Kültür ve sanat hizmet kolu çalışanları yıllardır dışlanmışlığın, ötekileştirilmişliğin ve ihmalin pençesine terk edilmişlerdir.
Ücretlerin düşüklüğü, fiili hizmet zammı haklarının ellerinden alınması, kurumlarının kapatılması gibi kabul edilemeyecek uygulamalara maruz bırakılan çalışanlarımız, organizasyonsuzluğa, kötü ve plansız bir yönetim anlayışına kurban edilmektedirler.
Bilindiği gibi kültür-sanat çalışanlarımızın büyük özverisi ile her yıl Antalya’da “Uluslar arası Aspendos Opera ve Bale Festivali' gerçekleştirilmektedir. Geleneksel hale gelmiş bu büyük organizasyonun gerçekleştirileceği tarihler aylar öncesinden belirlenmekte ve faaliyetler bu takvime göre yürütülmektedir. Kültür-sanat kurumlarının personel politikasındaki çarpıklık ve ihmalkârlık, Festival’de görev alacak personelin ve sanatçılarımızın Festival’in yapılacağı Antalya iline gönderilmesi konusunda bir kez daha açıkça ortaya çıkmıştır. Öyle ki, aylar öncesinden etkinlik takvimi belli olan organizasyonda görevli personelin bir kısmı havayolu ile bir kısmı ise elverişsiz ve güvensiz taşıtlarla karayoluyla Festival’e götürülerek çalışanlar arasında büyük bir ayrımcılık yapılmıştır. Böyle bir tutumun İzmir Devlet Opera ve Balesi çalışanları arasındaki çalışma barışını zedeleyeceği açıkken, havayolu ile nakillerde bilet bulunamadığı gerekçesinin ortaya sürülmesi, her yıl aynı tarihlerde gerçekleştirilen bir faaliyet için geçerli bir mazeret olmaktan uzaktır. Bu ifade bir anlamda da organizasyondaki başıboşluğu, yönetim zafiyetini ve personel politikasındaki aymazlığı ortaya koymaktadır.

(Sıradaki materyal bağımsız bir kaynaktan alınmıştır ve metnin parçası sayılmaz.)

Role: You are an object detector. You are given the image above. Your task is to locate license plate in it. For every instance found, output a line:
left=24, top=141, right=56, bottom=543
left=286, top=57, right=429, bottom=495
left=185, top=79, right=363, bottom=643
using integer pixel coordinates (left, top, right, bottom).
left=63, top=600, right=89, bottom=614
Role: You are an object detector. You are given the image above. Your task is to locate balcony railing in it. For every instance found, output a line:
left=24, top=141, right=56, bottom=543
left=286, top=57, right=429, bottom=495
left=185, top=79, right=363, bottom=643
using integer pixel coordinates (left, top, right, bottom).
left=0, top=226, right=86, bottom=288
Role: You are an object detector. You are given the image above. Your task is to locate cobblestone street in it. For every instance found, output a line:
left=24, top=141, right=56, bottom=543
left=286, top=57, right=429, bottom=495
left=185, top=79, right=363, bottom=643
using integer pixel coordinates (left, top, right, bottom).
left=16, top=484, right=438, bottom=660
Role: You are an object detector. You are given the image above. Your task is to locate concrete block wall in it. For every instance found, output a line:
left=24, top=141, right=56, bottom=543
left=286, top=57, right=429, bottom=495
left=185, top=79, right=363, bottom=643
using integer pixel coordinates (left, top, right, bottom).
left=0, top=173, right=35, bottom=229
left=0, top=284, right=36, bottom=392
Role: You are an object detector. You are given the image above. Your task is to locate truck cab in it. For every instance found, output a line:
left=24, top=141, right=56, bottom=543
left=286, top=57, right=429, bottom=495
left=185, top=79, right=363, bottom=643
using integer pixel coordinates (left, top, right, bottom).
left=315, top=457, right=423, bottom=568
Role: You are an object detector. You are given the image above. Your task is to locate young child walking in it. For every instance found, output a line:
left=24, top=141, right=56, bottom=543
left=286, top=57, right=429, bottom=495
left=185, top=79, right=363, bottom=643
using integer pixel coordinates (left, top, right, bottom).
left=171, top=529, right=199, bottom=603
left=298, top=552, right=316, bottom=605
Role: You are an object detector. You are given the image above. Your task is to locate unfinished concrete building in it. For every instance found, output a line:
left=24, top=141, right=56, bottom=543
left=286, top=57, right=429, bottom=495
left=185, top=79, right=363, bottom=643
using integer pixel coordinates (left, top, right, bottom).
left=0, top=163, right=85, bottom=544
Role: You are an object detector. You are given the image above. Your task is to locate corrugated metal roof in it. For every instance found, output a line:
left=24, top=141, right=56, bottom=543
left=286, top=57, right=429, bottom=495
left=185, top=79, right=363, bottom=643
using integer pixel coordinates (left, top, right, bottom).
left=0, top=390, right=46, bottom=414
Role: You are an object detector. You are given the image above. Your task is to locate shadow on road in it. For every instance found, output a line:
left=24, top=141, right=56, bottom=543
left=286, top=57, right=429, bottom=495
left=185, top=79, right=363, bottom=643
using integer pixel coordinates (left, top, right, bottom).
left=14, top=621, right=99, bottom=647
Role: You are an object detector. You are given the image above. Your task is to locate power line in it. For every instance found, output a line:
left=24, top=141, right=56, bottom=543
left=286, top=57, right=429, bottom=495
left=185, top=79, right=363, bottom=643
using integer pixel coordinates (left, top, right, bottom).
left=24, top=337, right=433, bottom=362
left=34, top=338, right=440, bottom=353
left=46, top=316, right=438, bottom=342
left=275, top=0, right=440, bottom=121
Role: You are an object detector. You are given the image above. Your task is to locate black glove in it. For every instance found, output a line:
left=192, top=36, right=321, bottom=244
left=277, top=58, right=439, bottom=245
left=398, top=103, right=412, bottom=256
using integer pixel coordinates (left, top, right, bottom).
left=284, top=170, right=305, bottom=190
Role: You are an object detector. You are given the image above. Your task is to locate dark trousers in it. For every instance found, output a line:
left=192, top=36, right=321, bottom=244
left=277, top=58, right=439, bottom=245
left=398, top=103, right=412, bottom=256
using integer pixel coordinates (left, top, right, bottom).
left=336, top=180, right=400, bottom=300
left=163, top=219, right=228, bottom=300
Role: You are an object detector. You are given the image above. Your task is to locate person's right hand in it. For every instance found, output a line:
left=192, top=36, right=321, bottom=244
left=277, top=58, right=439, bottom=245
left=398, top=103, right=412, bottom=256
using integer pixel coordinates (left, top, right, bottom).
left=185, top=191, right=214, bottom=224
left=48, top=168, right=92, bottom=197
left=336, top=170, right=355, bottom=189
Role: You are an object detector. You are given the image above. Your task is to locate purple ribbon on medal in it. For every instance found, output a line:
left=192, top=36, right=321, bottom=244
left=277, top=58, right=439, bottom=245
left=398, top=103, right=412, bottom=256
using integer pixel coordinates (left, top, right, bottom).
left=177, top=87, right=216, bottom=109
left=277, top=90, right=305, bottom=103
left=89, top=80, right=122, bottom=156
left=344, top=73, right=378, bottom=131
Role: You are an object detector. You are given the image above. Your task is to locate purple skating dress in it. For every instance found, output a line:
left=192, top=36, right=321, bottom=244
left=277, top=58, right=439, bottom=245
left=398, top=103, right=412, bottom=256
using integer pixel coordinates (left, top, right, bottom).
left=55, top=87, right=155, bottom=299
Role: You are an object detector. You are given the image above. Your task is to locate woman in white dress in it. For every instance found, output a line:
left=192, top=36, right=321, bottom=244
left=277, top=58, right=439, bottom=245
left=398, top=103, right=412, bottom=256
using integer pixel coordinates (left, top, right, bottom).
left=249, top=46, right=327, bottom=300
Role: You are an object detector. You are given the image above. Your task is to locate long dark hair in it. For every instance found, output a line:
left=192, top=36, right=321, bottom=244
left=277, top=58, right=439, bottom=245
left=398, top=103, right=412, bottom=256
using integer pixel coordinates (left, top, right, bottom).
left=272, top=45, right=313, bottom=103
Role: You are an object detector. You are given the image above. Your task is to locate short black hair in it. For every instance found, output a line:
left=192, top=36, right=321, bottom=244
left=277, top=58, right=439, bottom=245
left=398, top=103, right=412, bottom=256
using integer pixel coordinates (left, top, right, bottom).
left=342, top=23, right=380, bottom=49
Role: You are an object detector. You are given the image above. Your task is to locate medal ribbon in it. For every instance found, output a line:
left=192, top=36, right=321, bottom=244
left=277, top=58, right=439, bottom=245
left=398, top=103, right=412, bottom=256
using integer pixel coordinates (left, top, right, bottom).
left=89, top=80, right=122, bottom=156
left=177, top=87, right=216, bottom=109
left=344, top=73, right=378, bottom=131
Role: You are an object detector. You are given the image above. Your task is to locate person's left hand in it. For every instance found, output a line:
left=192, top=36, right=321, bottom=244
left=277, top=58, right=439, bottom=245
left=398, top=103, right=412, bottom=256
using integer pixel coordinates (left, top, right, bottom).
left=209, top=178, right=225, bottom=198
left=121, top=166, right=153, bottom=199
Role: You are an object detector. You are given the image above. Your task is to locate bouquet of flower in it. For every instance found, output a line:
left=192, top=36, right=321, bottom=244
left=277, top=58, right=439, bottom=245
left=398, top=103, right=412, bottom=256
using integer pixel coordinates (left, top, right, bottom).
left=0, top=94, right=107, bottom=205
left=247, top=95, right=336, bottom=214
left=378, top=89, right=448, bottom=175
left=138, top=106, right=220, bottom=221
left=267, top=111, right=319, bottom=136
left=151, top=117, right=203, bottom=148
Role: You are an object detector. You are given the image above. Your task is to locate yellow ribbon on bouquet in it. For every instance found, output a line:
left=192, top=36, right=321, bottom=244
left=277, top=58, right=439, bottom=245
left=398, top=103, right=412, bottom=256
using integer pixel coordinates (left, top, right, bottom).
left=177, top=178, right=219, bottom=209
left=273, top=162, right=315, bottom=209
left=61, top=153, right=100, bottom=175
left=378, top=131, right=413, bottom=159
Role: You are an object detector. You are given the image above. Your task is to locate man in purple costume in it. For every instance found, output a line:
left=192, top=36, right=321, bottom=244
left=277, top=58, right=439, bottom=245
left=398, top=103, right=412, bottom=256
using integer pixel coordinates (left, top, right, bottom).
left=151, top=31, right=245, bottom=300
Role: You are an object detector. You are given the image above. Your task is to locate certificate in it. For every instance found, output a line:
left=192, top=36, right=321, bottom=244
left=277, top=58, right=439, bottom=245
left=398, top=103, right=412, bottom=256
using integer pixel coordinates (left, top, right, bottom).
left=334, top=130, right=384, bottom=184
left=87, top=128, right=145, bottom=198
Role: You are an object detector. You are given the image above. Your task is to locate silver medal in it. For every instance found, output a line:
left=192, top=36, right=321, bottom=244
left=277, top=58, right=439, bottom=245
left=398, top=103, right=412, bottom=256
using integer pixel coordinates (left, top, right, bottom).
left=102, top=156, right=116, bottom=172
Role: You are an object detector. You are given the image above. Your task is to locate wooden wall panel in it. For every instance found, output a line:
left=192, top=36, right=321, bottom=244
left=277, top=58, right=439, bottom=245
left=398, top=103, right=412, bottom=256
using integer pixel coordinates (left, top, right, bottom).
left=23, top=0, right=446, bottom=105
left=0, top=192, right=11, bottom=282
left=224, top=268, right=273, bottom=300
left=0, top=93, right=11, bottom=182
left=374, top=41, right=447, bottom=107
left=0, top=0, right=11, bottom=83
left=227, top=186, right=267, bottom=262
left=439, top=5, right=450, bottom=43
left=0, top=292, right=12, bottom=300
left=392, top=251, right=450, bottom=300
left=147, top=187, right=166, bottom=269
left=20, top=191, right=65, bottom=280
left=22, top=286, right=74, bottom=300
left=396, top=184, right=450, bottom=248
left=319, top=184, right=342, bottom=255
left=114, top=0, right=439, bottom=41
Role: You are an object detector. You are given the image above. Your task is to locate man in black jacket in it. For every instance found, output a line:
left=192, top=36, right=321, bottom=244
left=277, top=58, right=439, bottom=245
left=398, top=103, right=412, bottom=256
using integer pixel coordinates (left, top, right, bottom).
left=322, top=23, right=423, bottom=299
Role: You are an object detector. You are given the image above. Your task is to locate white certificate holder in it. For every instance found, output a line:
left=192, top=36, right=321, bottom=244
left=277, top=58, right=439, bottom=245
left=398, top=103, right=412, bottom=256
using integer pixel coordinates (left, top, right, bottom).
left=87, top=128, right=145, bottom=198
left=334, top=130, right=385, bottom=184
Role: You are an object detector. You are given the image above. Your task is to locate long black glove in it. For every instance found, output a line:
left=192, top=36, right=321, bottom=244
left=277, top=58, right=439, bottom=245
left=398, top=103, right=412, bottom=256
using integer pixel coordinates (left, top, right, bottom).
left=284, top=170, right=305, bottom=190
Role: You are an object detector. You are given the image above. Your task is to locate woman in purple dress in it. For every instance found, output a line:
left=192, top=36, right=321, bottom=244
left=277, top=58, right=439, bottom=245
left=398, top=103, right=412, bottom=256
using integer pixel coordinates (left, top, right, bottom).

Bu durumdan daha acı olanı ise organizasyonda yaşanan sorunlar nedeniyle kendi imkânları ile Festivale katılmayı tercih eden sanatçılarımızın dönüş yolunda geçirdiği trafik kazası ve sonrasında yaşanan olaylar olmuştur. Kaza sonrasında yaralanan ve durumu ağır olduğu için ameliyata alınan sanatçılarımız mevcutken kurum yöneticilerinin ve turne başkanının konuya duyarsız kalması, yaralı sanatçılarımızı hastane köşelerinde kaderiyle baş başa bırakması kabul edilemez bir durumdur.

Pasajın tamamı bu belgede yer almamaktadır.